Ireland ended New Zealand's world record 18-match winning streak with a 40-29 victory in Chicago last November, and with several of the team included in the 41-man Lions squad as well as Andy Farrell reprising his Ireland defence coach role for the Lions, Gatland said the result was a huge psychological help.
"As coaches you're trying to deliver that message sometimes when you're playing the All Blacks, about confidence and self-belief," Gatland told reporters after naming his squad on Wednesday.
"You're not too sure when you get that glazed look from the players if they honestly believe that," he added.

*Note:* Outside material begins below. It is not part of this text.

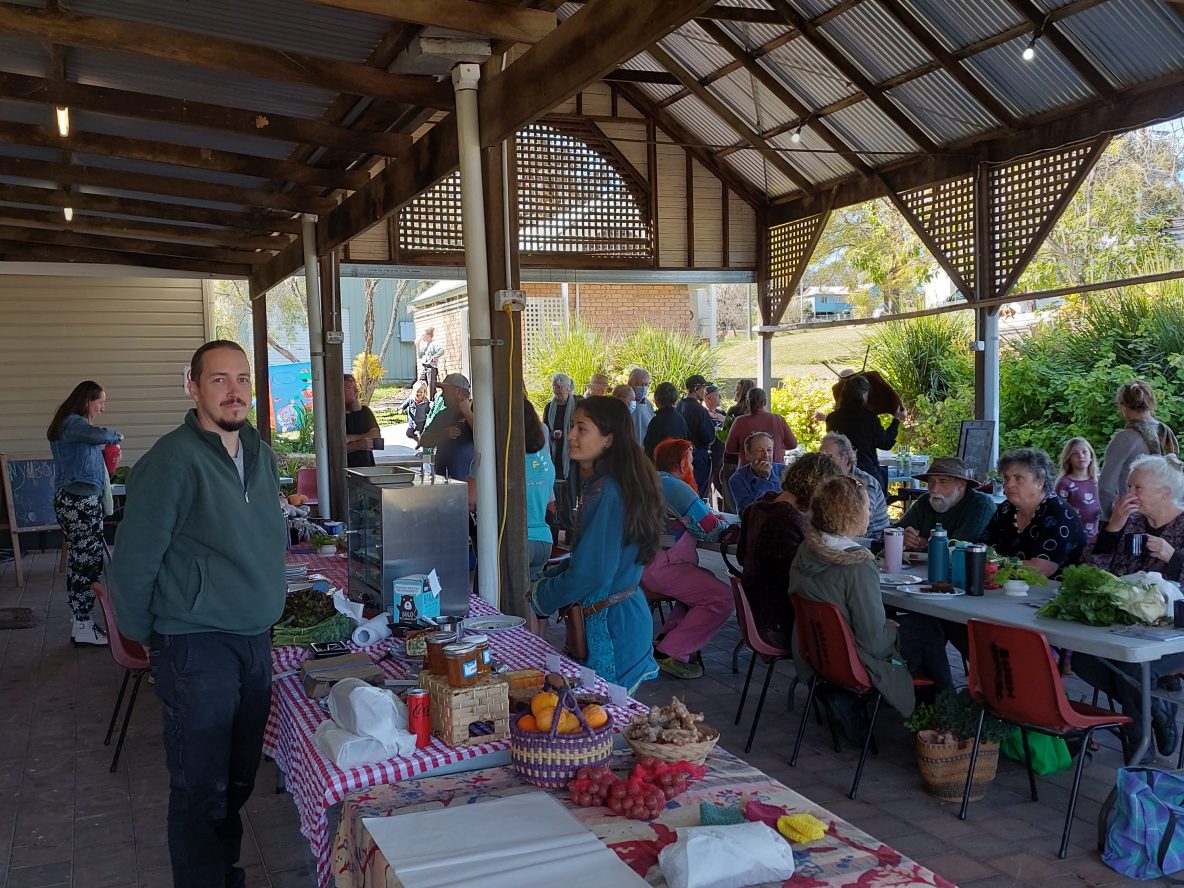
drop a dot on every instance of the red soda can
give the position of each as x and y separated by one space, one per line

"So, Ireland doing that in Chicago was pretty special. Especially, considering after it was 25-8 at halftime, to see the All Blacks come back and look like they were going to steal it and then for the Irish in that last 10 minutes to put them under pressure.

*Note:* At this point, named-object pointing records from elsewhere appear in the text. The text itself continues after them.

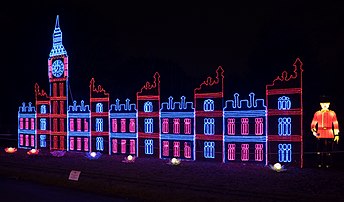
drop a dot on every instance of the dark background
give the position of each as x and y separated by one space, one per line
122 45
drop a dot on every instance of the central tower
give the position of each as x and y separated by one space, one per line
58 79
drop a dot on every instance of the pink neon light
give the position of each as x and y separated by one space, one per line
78 124
78 143
85 125
27 140
165 149
259 126
114 125
244 152
123 125
71 143
187 150
32 140
26 123
258 152
231 152
165 125
123 146
114 146
187 126
132 147
32 124
86 144
71 124
176 149
21 123
231 126
21 139
244 126
132 126
176 126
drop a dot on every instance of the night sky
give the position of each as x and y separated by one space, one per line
122 45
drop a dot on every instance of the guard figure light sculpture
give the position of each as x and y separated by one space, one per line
325 128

"To see some of those world-class players be human, make some mistakes, show some frailties... that gives you that self-belief and confidence. Some of the England players having beaten them in 2012 too, so you've got to go there believing."
Gatland said another key to the Lions' hopes of securing only a second series victory in New Zealand in more than 100 years is to embrace the culture of a nation where rugby is king.

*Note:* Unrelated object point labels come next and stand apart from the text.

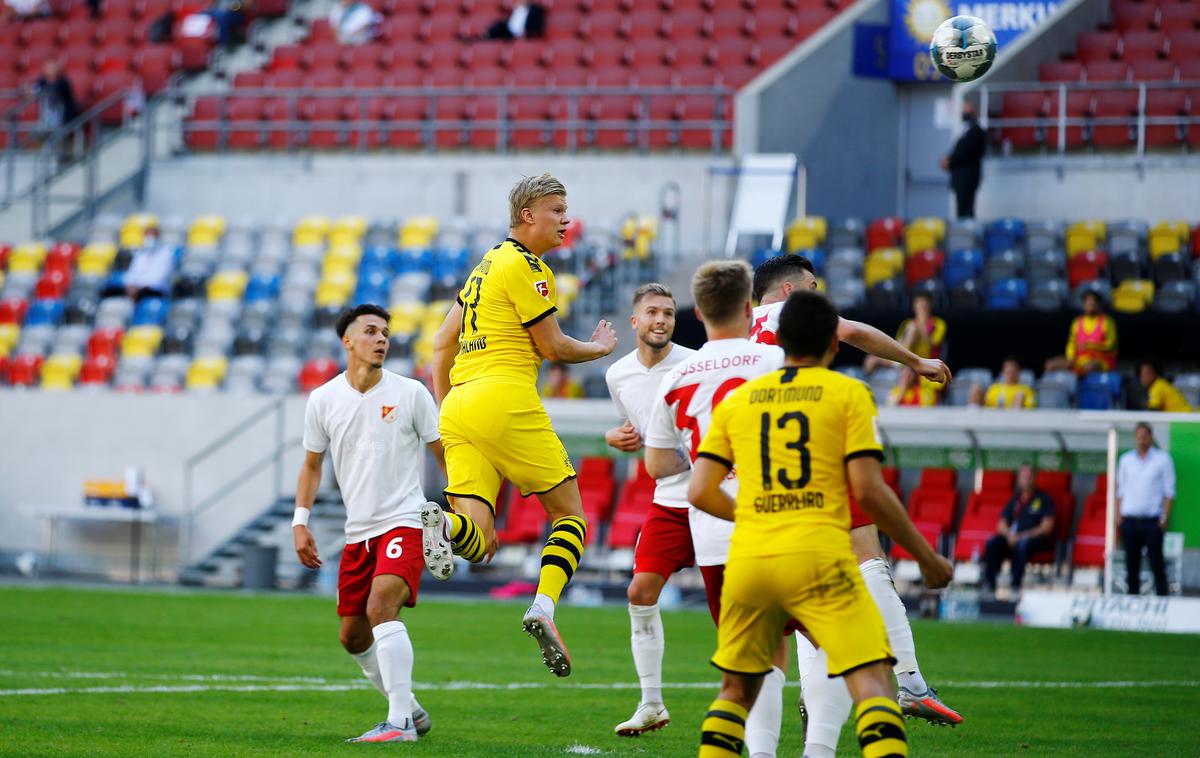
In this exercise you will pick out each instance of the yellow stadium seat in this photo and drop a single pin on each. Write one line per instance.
(141, 342)
(311, 230)
(133, 229)
(227, 286)
(347, 230)
(418, 233)
(207, 373)
(924, 234)
(1133, 295)
(1168, 236)
(805, 233)
(1085, 235)
(205, 230)
(406, 318)
(10, 335)
(24, 262)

The New Zealander believes some teams fell down on that front during the 2011 World Cup in his homeland and paid a heavy price.
"It's really tough place to go to and tour," he said. "The intensity, the knowledge of the nation. It's not going to be like Australia in 2013 when we arrived in Melbourne and all of the people were saying: 'Who are these people wearing red jerseys?' They had no idea the Lions were in town.
"Wherever we go in New Zealand, we're going to be inundated by fans who are incredibly excited about us being there and also very knowledgeable about the Lions, the players, the performances and the expectation as well."
Away from rugby too Gatland said the Lions would embrace the country's heritage, starting with a Maori welcome.
Quite what the locals will make of his plans to reply with songs in Welsh and Gaelic remains to be seen, but Gatland has also suggested some classic local films that he hopes will help the tourists understand his compatriots' humour and outlook.
"We've got to earn some respect a little bit from the New Zealand public, we have a few bridges to mend from 2005," he said in reference to the last Lions tour there under Clive Woodward.
On that trip the Lions were particularly insular and even hired former Downing Street spin doctor Alastair Campbell, making few friends en route to a 3-0 series defeat.
"If we go there prepared then we understand our enemy a bit better," Gatland said.
"It's not just the rugby culture, it's the culture of the nation. I've got to be able to communicate that to the players and that's going to be part of the biggest challenge.
"What is coming is going to be opponents seeing this as a once in a lifetime opportunity to play against the Lions, to create some history, and every game is going to feel like a final to the Lions players," he added.